Benefits packages don’t have to be so standard anymore. Instead, try to get an idea of what your employees really want. Listen to their major concerns and make sure you’re addressing their needs as you consider which benefits to offer. While things like health insurance and a solid retirement plan are still important to most employees, it’s also relevant to consider offering more flexible working hours, more vacation time and paid maternity/paternity leave to keep employees satisfied.
Can New Hires Fill in the Gaps?
In addition to keeping your best employees on board, replacing your retirees means hiring new people into your company. It’s important to trust both your instincts and all the data and information you’ve collected into your overall business intelligence when it comes to the hiring process. Business intelligence can help you to determine:
- What skills are necessary for positions being vacated
- Which candidates match those skillsets
- Interview questions for the hiring process
- Collated answers from top candidates
Business intelligence can also make more productive use of your time and allow you to focus on your key goals.

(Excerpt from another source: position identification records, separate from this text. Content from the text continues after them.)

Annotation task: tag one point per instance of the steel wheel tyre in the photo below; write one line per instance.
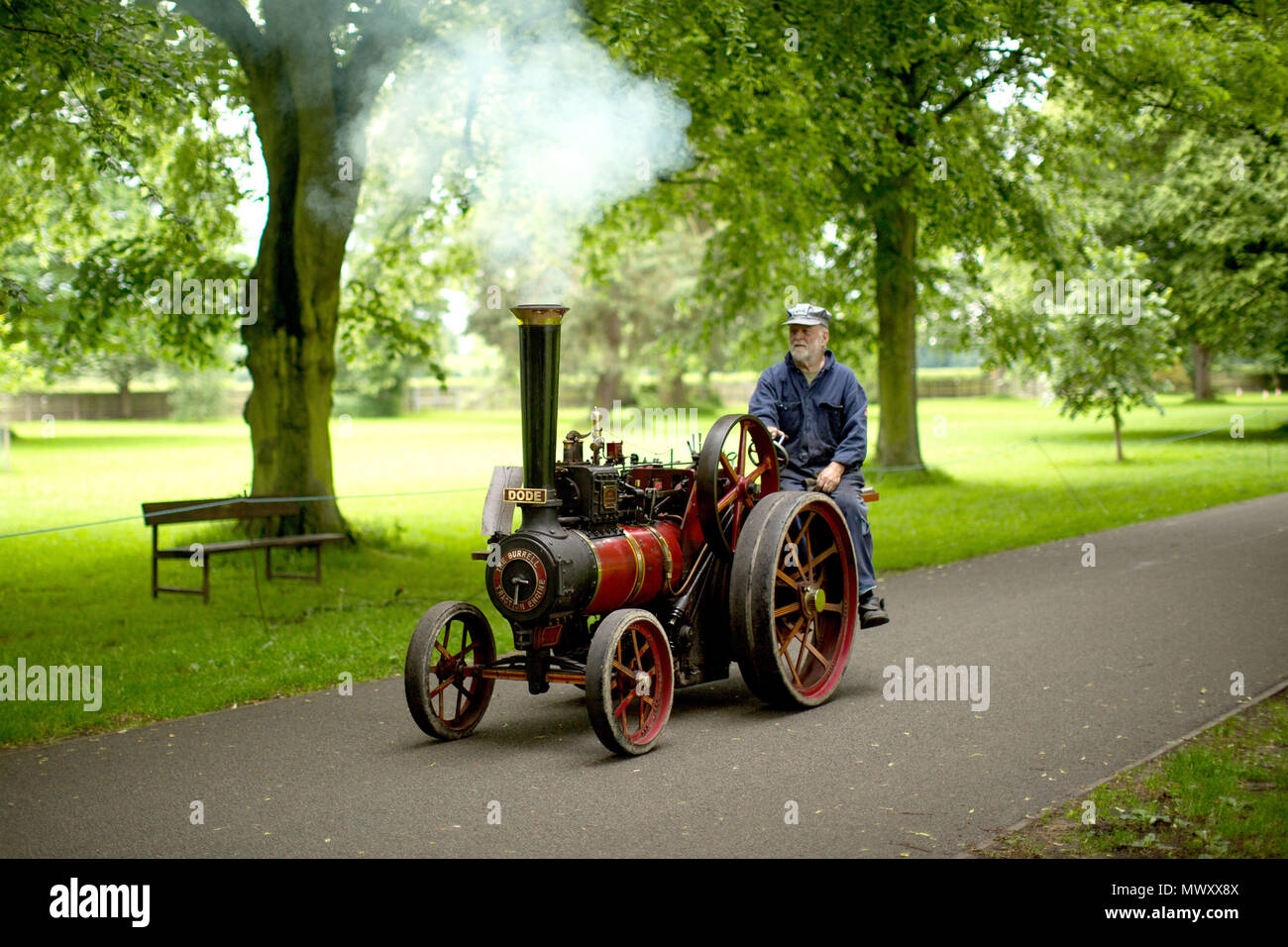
(630, 682)
(728, 488)
(446, 690)
(795, 599)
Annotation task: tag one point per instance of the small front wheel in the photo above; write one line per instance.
(446, 690)
(630, 682)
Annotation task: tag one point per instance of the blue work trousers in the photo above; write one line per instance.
(849, 496)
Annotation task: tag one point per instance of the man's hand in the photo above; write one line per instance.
(829, 476)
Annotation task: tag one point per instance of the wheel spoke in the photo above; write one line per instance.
(809, 551)
(800, 654)
(791, 637)
(819, 558)
(827, 665)
(756, 472)
(728, 467)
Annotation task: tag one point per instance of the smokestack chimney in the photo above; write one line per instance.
(539, 393)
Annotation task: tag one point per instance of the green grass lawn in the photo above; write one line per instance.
(1223, 793)
(82, 595)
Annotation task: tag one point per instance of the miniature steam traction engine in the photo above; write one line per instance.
(634, 579)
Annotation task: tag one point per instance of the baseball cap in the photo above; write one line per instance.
(807, 315)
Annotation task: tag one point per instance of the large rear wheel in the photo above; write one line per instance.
(795, 599)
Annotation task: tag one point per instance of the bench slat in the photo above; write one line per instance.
(236, 545)
(219, 508)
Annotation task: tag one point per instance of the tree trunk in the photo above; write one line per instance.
(310, 112)
(1202, 357)
(897, 331)
(291, 342)
(1119, 433)
(123, 390)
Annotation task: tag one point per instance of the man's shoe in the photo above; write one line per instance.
(872, 609)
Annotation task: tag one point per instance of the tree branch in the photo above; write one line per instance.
(1010, 59)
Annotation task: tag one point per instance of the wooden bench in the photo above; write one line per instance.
(158, 514)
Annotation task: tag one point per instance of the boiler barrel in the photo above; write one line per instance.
(635, 566)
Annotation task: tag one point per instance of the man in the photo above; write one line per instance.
(823, 411)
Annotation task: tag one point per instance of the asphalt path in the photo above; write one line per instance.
(1091, 668)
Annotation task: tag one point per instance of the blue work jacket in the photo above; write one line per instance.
(823, 421)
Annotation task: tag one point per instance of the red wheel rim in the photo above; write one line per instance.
(456, 694)
(815, 592)
(639, 685)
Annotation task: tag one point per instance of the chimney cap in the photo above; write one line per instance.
(540, 313)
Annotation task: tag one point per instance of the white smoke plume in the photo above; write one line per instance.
(546, 125)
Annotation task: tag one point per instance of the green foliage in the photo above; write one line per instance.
(114, 172)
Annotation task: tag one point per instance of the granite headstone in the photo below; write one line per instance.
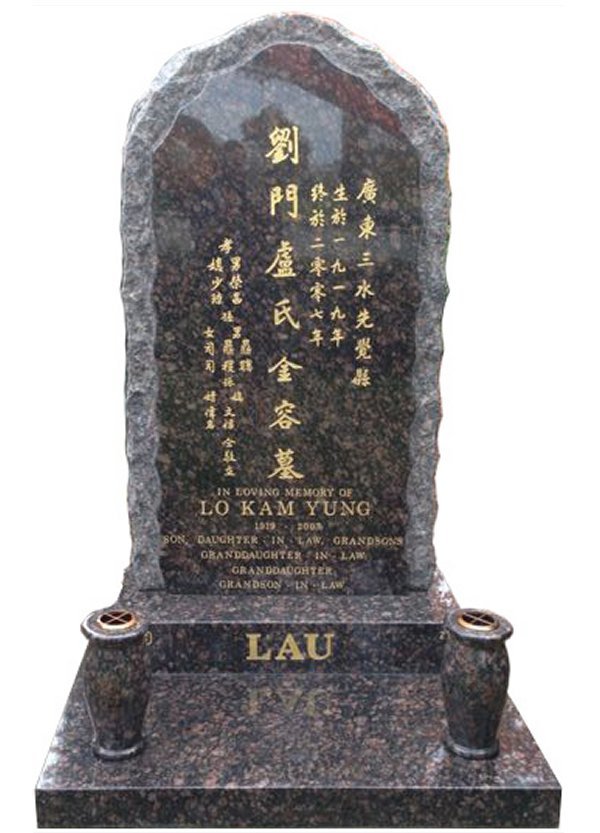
(285, 223)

Pay attention to the candidates you’re interviewing, and invite them to spend time with your team before offering them a position. Their aspirations and goals for themselves should be on board with your own. But, understand that they likely won’t be able to fully replace the experienced employee you lost in every way. In some cases, when you’re forced to hire new employees, you’ll have to expect that it will take time for them to catch up and gain the experience their predecessor had.
So, while this era of baby boomer retirement can be trying on many different industries, everyone started somewhere — including the retirees you’re letting go. Don’t be afraid to look to your other employees or take a chance on someone new to give them their start, too.